Sky music is neurotic not erotic unless blue jays do that sort of thing for you, unless bright days and redwoods are the stuff of your nighttime dreams and you scream out with the voice of the sparrow sparing no one the ear drumming echo of your bird babble and babble they do in crusty apartments with yellow smoky paper on the walls no not wallpaper I say, babble they do and bounce around brains through out, though out of earshot, mind thought, they babble and bounce until bouncing out they spill in moments unguarded, protected by neither wisdom nor chastity, giver over to that thieving rogue, dream.
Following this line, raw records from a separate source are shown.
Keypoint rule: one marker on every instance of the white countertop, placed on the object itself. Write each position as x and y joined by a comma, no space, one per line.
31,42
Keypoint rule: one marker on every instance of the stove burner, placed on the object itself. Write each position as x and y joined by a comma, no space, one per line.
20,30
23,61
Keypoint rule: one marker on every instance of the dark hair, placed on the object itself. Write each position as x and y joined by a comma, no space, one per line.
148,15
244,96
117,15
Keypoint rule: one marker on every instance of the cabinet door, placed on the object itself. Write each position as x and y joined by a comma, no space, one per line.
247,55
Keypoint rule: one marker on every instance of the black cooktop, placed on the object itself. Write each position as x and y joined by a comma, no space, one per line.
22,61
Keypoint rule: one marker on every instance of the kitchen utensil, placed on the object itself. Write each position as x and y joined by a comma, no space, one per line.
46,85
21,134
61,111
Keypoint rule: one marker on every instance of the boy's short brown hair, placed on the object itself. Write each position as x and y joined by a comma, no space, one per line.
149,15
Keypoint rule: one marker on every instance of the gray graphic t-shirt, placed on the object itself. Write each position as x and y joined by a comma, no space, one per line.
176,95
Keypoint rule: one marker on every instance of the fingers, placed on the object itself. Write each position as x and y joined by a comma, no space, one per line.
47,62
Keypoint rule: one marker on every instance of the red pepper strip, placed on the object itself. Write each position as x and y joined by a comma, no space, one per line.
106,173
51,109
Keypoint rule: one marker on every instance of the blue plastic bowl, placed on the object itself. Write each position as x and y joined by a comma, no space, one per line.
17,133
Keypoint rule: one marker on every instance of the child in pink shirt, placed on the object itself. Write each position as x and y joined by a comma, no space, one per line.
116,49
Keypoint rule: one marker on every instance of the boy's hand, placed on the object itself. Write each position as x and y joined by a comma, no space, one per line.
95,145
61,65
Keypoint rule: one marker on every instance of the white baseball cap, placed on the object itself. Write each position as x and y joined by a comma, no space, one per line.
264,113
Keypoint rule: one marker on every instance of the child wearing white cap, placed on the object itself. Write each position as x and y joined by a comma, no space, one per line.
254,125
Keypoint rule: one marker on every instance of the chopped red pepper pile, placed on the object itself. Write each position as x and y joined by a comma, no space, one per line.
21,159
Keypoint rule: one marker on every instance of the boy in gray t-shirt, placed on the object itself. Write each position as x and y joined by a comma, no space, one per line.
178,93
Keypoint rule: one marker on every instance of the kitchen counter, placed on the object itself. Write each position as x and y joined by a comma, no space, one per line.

These the times when a young man sees what he wants from life written on the collarbone of every woman he passes, knows the straightlines coming out of the body, jutting smooth, in ways no thought ever could, and he sees there the egg shaped end just underneath as if he could suck it out and roll it around on his tongue. And I thought you said this wouldn’t go there. No, I said it wasn’t erotic…not that this even really is music, and I’ve only said sky one time, though birds make squawking appearances here and there. And besides it’s not sex there not even violence but simple hunger, desire to consume the beautiful and make it yours in body and energy as with all things taken in.
9 October – “apple cloud”
apple cloud, he said to me, that’s what I call an apple tree, you see he said then suddenly, transformed himself into a bee. That’s absurd, I said to myself, it’s singsong and inane, though secretly I was impressed with my own easy sense of rhyme, the way the words were tucked in next to each other like orphan siblings in a new foster home. Really, I said, that’s the most readily available metaphor you could think of? Do you think that’s beautiful or something? Don’t you get it? I said back. It makes a lot of sense, this dropping of words out of my mind onto a page, leaving them behind here, possibly forever, and besides, there’s no such thing as a child who is not in some way beautiful. Man, I said, I’ve really got to stop talking to myself. People will think we’re crazy. Let’s start over…
apple cloud rings so loud but it’s a hollow sound. there’s nothing there in my brain to resonate with those words and I like the idea, can start to mindpaint the imagery but shit I mean it’s a cloud and those are notoriously elusive and fickle, it makes me think of a flurry of thrown apples, or maybe that’s what some creative person could call an apple tree…
(Is he going to even acknowledge the fact that he hasn’t written in over four months, that a whole summer–an incredibly busy one at that, one that started with an impromptu trip to Paris to see my dad, wound through two summer camps and a much-needed, beach-and-mountain trip to Romania with my lovely, and ended where it started with an English camp in late August–a whole summer has gone by with nary a peep, naught but slow wind and stale air wafting across this vast barren virtual plane…doesn’t he know that all of his reader has been worried about him? How can he just act like nothing has happened, start in as if this long death-rattle of a pause had never happened to our conversation, not even bring us some flowers or a pretty poem in the way of an apology?)
I can’t promise that I’ll ever really “catch up” with all that has happened to me over the past four months–if you want to know, you’ll have to read the book someday maybe. And, while I know that as a writer, I should have written, that I should write every day, I can’t apologize for the living that I’ve been able to do. The high point of the summer, however, deserves to be acknowledged: in July, my beautiful Bean saw a long-time dream burst into life when the first vanload of Camp OHALOW kids arrived at the campground. It was an amazing week, humbling and full of growth and hugs and smiles and song and tears and everything you could ever want from a camp, let alone one in its first year ever. I was responsible for creating a slide show for the end of the week…and (get excited, but not too much yet!!!) I’ll include it here for your viewing pleasure as soon as I figure out how to do it or if it’s even possible (I need a Dave’s help!)
Don’t let nobody try and steal your soul…You’re the original!